Taehyung yanıma yaklaşmaya başlamışken olduğum yerde sabit kalmış, hareketini beklemiştim. Dibime kadar geldiğinde kaşlarımı ona karşı çatarak geriye çekilmiş ve derince bir nefes almıştım.
"Leş gibi kokuyorum git şurdan"
Bana tekrar gelmeye başladığında hafifçe hareketlenerek ileriye doğru koşmaya başlamıştım. Ben koşarken bana bakıyor ardından gülüp surat ifadesini bozmadan beni izlemeye devam ediyordu. Bir kaç adım daha koşarak ondan uzaklaşmış ardından olduğum yeri incelemeye başlamıştım. Tekrardan belirtiyorum salak olduğum için olduğum yeri incelerken bana yaklaşan hocamı görememiş, yakalanmıştım. Kolumdan tutan hocama bakarken gözlerimi hafifçe büyütmüş hiç beklemeden kaçmıştım. Taehyungun önünden koşarken hiç hızımı kaybetmeden olduğum yerde koşuyor, ondan uzaklaşmaya çalışıyordum. Peşimden gülerek gelen hocama bakmak için kafamı çevirdiğimde arkamda olmadığını görerek yavaşlamış ama koşmaya devam etmiştim. Nerde diye bakarken çarptığım bedenle çığlık atarak gözlerimi kapatmış, ellerimi kendime çekmiştim. Gözlerimi açmazken belimden tutup beni kendine çeken bedene bakmak için gözlerimi açmış, açtığım gibi geri kapatmıştım.
"Aç şu gözlerini Kook."
Gözlerimi açmamaya devam ederken belimde hareketlenen eller ile gıdıklanmış ve gülerek gözlerimi açmıştım.

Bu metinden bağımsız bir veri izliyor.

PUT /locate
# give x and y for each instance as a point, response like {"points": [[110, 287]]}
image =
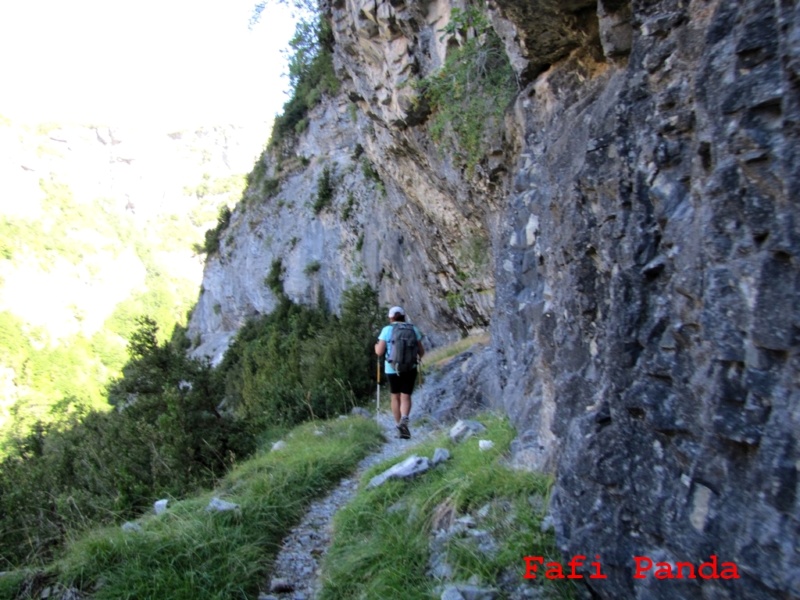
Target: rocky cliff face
{"points": [[630, 238]]}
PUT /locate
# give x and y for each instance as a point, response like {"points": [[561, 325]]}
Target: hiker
{"points": [[402, 374]]}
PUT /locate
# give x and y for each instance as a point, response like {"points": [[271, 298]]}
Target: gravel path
{"points": [[297, 567]]}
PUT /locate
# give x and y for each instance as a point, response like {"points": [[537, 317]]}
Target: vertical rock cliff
{"points": [[629, 235]]}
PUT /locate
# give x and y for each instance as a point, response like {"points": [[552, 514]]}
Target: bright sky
{"points": [[177, 62]]}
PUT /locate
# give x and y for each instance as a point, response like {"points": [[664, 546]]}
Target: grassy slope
{"points": [[193, 554], [382, 541]]}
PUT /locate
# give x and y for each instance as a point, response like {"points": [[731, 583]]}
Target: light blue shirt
{"points": [[386, 336]]}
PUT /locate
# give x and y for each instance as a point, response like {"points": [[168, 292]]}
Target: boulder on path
{"points": [[464, 429], [410, 467]]}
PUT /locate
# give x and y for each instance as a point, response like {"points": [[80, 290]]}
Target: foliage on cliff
{"points": [[470, 93], [172, 433]]}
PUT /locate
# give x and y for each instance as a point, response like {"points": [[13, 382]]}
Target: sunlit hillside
{"points": [[98, 227]]}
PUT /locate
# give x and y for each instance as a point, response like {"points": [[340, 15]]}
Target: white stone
{"points": [[221, 505], [160, 506], [410, 467]]}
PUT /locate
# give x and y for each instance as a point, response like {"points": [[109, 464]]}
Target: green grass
{"points": [[381, 540], [190, 553]]}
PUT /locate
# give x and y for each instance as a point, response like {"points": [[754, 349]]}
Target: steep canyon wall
{"points": [[629, 237]]}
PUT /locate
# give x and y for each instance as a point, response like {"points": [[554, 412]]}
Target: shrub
{"points": [[213, 235], [325, 191], [473, 88], [301, 362], [99, 467], [311, 75]]}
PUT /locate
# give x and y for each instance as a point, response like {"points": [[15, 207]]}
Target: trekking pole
{"points": [[378, 392]]}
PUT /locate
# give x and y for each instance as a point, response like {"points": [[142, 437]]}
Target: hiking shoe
{"points": [[405, 434]]}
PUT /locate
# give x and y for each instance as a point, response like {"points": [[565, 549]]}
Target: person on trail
{"points": [[401, 343]]}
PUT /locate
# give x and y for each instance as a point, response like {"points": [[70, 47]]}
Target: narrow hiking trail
{"points": [[295, 574]]}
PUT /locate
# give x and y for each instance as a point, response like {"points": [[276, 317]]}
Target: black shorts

"Güzelim gözlerini kapatma, manzaram bozuluyor senin gözlerini görmeyince."
Dediğiyle afallamış bir şekilde sadece 'ne?' Diyebilmiş öylece kalmıştım.
"Ne, ne? Gözlerin açıkcası çok güzel ve çok hoş, manzaramı süslüyorlar."
"Hangi manzaranız?"
"Seni süslüyorlar işte."
Söylediği şeylerle bir bir şok olurken ne diyeceğimi bilememiş, olduğum yerde hareketsizce gözlerimi kapatarak beklemiştim. Öğretmenimden böyle şeyler duymak ne kadar garip olsa da yaklaşık 3 senedir imkansız crushım olan hocamın demesi daha bir garipti.
"Dün geceyi hatırlıyor musun?"
Bir şey dememe izin vermeden tekrardan konuştuğunda hafifçe başımı iki yana sallayarak hatırlamadığımı belli ederek gözlerimi açmıştım.
"Ne oldu ki dün gece?"
"Sevgilim diyerek kafanı omzuma gömdün."
"Ciddi misiniz siz?"
"Şaka gibi mi duruyor oradan bakınca?"
"Şaka gibi duruyor ne yalan söyleyim"
"Arkadaşların anlatır sana sonra."
Bir şey demeden başımla onay vermiş, duramayarak ellerimi sırtına atarak kafamı omzuna yaslamıştım.
"Sevgilim"
Göğüsüme yakın olan göğüslerinin bana değmesiyle anlamıştım nefes alışverişlerinin hızlandığını. İstemeden de olsa bu eylemine burnumdan gülerek kendimi hafifçe ona yaklaştırmış, biraz daha yakınlaşmamızı sağlamıştım.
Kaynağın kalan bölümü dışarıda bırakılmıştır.